The first step in creating the synthetic pedigree was to create the grandparents' genotypes from which all individuals would be derived. The synthetic parents for each grandparent were defined as two unrelated HapMap Yoruba individuals for which SNP data were available. The father/mother for the Paternal Grandfather, Paternal Grandmother, Maternal Grandfather, and Maternal Grandmother were individuals NA18507/NA18858, NA18871/NA18517, NA19138/NA19172, and NA19160/NA19116. The HapMap founders' genotypes were initially randomly segregated into haplotypes. Location and number of crossovers were determined for each individual. Each chromosome arm could have one or two crossover events, and the probability of each scenario was dependent on chromosome arm size and sex (Table ), chosen to reflect a greater rate of crossing over in females.
Once the number of recombinations was determined, crossover locations were determined. For each crossover a 1 Mb bin was selected based on the weighted sex-specific recombination probability [14
] available from the UCSC genome browser [24
]. Once a 1 Mb bin was selected the exact location within the bin was selected at random. If two crossovers were chosen a 10 Mb interference region was generated on either side of the first crossover region. The second crossover was selected using the same method as the first from the remaining pool of bins.
With crossover locations decided, the haplotypes were swapped in the appropriate positions to create a choice of two non-recombinant and two recombinant gametes for each chromosome. The choice of which gamete to transmit to progeny was independent for all chromosomes in females. Males did not recombine their X, and therefore could only transmit the X to female offspring or the Y chromosome male offspring. The probability of selecting a non-recombinant chromosome was 35%, while the probability of selecting a recombinant chromosome was 65%.
Once the synthetic gametes were generated for each founder pair, the gamete haplotypes were stored for the individual they created, and that individual's genotypes were derived from the inherited haplotypes. This ensured that the individuals in the first generation (the grandparents) had allele frequencies representative of the sampled population and had genotypes that were based on real data.
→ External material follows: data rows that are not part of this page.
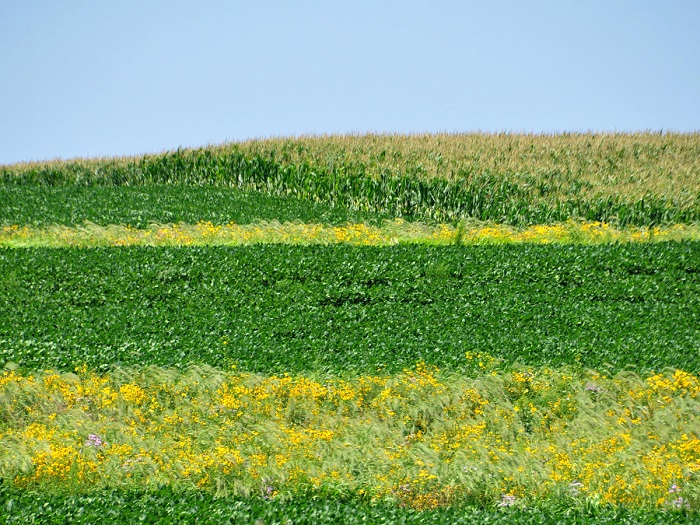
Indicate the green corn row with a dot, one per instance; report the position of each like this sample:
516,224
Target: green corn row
485,196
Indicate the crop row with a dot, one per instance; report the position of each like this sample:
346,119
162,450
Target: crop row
664,189
275,308
165,506
139,206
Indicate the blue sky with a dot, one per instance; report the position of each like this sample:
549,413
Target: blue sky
86,78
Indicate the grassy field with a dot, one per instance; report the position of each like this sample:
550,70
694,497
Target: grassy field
382,328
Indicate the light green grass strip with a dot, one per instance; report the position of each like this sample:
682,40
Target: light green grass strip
390,233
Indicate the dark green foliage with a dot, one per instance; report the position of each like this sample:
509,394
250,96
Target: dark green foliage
484,196
294,308
165,506
138,206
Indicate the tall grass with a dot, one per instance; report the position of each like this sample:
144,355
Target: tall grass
641,178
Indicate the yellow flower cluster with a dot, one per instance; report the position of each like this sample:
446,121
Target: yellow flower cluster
391,232
422,437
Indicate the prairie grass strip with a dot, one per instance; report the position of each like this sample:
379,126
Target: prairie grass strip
390,233
497,437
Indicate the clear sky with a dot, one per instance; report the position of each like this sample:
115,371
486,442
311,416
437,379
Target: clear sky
92,78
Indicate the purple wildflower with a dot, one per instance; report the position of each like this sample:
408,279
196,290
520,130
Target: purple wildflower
94,440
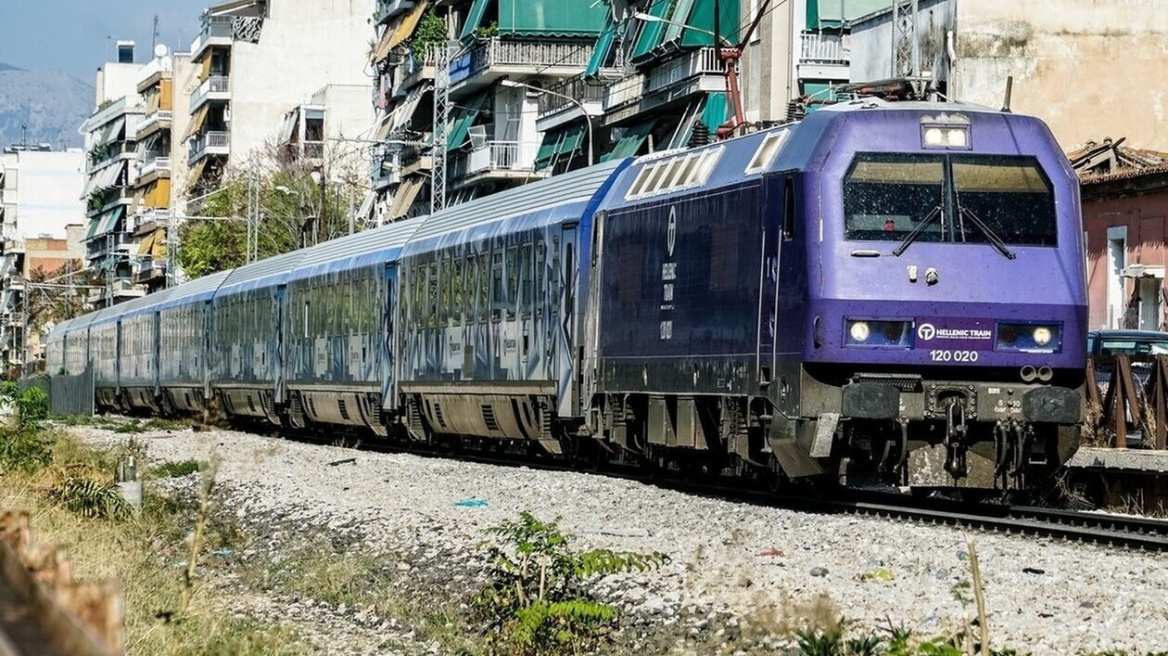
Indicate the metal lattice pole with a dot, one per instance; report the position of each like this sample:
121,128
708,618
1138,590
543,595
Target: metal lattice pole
904,43
442,112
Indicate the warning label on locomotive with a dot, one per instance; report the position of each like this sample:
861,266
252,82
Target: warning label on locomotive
954,332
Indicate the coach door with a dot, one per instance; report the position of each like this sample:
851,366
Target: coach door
568,271
389,311
778,255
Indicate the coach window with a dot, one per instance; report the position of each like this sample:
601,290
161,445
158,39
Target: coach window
788,208
513,271
525,284
498,294
541,293
458,290
555,280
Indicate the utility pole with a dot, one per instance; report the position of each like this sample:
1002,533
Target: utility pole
442,110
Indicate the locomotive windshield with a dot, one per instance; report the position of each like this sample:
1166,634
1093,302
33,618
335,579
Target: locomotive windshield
960,199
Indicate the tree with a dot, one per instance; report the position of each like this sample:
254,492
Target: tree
289,201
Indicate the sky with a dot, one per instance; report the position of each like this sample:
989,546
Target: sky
77,36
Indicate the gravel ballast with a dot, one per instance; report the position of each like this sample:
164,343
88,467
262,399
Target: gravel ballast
738,576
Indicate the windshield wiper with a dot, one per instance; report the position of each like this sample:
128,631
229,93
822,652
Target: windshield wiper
916,231
994,239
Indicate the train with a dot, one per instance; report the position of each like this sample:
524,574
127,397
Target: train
881,293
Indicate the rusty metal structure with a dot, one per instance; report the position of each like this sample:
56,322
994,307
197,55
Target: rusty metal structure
1130,412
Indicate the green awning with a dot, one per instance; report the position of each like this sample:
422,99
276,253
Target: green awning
109,220
551,18
464,118
558,144
602,50
827,13
701,18
652,30
474,18
631,142
716,110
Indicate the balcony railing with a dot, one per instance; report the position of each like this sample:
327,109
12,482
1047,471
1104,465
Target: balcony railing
577,88
501,155
390,8
824,48
208,140
154,165
703,61
498,53
152,119
214,84
624,91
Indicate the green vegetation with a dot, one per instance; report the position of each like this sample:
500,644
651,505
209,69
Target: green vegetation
536,600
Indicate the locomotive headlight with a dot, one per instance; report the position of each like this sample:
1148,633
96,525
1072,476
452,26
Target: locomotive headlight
878,333
1042,335
859,332
1038,337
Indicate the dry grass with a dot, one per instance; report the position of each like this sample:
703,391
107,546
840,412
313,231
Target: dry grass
145,556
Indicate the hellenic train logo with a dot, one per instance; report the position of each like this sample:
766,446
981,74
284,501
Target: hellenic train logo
926,332
672,235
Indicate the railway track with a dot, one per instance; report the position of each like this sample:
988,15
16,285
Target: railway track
1127,531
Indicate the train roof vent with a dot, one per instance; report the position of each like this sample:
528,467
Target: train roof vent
676,173
766,152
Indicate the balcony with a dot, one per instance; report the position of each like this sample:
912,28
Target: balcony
824,56
99,155
153,121
496,160
214,88
208,144
387,9
694,72
494,58
556,110
154,166
150,270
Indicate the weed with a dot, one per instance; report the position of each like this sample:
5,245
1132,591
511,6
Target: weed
92,499
176,469
536,599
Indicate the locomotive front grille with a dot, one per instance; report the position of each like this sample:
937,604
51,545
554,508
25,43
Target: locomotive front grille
902,382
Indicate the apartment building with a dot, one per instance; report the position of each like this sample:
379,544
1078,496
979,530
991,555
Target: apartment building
40,230
258,61
161,160
971,49
108,194
481,68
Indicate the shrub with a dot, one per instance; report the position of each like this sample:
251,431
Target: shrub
536,599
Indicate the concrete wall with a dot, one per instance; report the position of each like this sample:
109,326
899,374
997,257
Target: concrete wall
303,47
1140,221
1090,68
48,196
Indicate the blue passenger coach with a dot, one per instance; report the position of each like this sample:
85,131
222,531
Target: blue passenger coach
340,329
248,346
493,311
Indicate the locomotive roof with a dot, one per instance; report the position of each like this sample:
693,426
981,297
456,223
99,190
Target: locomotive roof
268,271
355,251
544,201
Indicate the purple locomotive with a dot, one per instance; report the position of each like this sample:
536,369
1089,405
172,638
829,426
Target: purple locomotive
883,292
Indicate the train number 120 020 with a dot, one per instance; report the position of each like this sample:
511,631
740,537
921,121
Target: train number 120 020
945,355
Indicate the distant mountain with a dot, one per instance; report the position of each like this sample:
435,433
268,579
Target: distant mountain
50,105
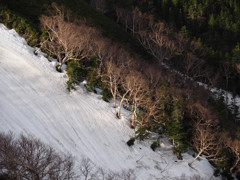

With the grandparents established, synthetic children were derived in a very similar manner, the only difference being that haplotypes were already established. Each crossover location and gamete choice was recorded in the output, giving a complete list of all of the crossovers that occurred to create each individual. The reported data were given as tabular genotypes annotated by chromosome and position for each member of the pedigree.